Miltonic sonnets followed a rhyme scheme of ABBAABBACDECDE and conformed to the pattern of iambic pentameter. But, there was no defined separation between the first eight lines, or octave, and the following six, or sestet.

Milton often added in a problem at the beginning of the poem that was resolved or addressed by the end. This is a feature that is common to all sonnets.

The Miltonic Sonnet is one of the main sonnet forms and was popularized by the poet John Milton who was born in 1609 in London, England. This sonnet form is similar to both the Petrarchan, or Italian, and Shakespearean, or English, sonnet forms. Milton chose to write, as did Shakespeare, on a single major theme per sonnet. Milton’s sonnets were less focused on love, dedication, and emotional experiences than they were on themes of politics, intellectual pursuits, and spirituality.

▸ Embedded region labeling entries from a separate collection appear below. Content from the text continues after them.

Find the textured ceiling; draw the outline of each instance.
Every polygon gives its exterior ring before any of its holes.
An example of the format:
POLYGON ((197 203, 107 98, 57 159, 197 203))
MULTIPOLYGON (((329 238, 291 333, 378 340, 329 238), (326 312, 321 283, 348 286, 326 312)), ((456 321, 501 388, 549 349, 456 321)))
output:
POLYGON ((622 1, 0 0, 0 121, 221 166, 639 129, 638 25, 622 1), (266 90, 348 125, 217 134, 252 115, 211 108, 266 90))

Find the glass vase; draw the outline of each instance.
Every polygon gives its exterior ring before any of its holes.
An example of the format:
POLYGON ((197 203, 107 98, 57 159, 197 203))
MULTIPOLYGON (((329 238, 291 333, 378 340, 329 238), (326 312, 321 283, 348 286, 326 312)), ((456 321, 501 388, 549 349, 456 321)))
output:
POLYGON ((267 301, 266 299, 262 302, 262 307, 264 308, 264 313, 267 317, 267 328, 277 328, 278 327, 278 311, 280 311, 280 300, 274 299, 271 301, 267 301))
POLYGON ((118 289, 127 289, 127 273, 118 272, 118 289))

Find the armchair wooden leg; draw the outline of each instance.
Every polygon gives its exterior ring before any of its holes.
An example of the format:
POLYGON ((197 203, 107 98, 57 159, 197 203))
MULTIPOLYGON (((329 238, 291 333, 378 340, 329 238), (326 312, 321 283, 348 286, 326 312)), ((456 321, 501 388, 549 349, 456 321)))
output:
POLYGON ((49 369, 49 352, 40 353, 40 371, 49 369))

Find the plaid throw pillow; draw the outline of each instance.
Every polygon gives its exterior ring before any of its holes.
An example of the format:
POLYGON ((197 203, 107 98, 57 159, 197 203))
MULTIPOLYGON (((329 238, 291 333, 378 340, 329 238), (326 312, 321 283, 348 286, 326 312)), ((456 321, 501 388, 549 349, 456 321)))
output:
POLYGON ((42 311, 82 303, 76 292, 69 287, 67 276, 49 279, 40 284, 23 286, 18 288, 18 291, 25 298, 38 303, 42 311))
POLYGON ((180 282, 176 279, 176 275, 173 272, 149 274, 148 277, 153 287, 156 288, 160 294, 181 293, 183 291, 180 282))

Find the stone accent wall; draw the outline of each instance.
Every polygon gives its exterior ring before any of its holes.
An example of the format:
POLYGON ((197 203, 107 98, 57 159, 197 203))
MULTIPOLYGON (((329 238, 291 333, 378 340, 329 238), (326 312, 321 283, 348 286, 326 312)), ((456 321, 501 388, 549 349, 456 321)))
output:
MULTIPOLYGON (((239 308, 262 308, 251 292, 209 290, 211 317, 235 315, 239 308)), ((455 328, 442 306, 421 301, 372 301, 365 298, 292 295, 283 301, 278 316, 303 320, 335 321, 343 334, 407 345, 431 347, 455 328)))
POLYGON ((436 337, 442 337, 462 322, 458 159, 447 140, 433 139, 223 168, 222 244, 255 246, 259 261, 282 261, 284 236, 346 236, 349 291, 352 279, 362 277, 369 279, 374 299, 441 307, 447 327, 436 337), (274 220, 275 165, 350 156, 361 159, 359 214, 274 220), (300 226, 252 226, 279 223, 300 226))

Here is the text from one of John Milton’s most famous sonnets:

On His Blindness (also known as ‘Sonnet 19’ and ‘When I consider how my light is spent’)

[read the full analysis of ‘On His Blindness‘ here]

When I consider how my light is spent,

   Ere half my days, in this dark world and wide,

   And that one Talent which is death to hide

   Lodged with me useless, though my Soul more bent

To serve therewith my Maker, and present

   My true account, lest he returning chide;

   “Doth God exact day-labour, light denied?”

   I fondly ask. But patience, to prevent

That murmur, soon replies, “God doth not need

   Either man’s work or his own gifts; who best

   Bear his mild yoke, they serve him best. His state

Is Kingly. Thousands at his bidding speed

   And post o’er Land and Ocean without rest:

   They also serve who only stand and wait.”

The sonnet is believed to have been written before 1664, after the poet, John Milton, had gone completely blind. The lines follow the Petrarchan rhyme scheme and also make use of iambic pentameter. Milton deals with practical matters, like how he’s going to continue his work if he’s blind, as well as spiritual ones, such as how he’ll serve God.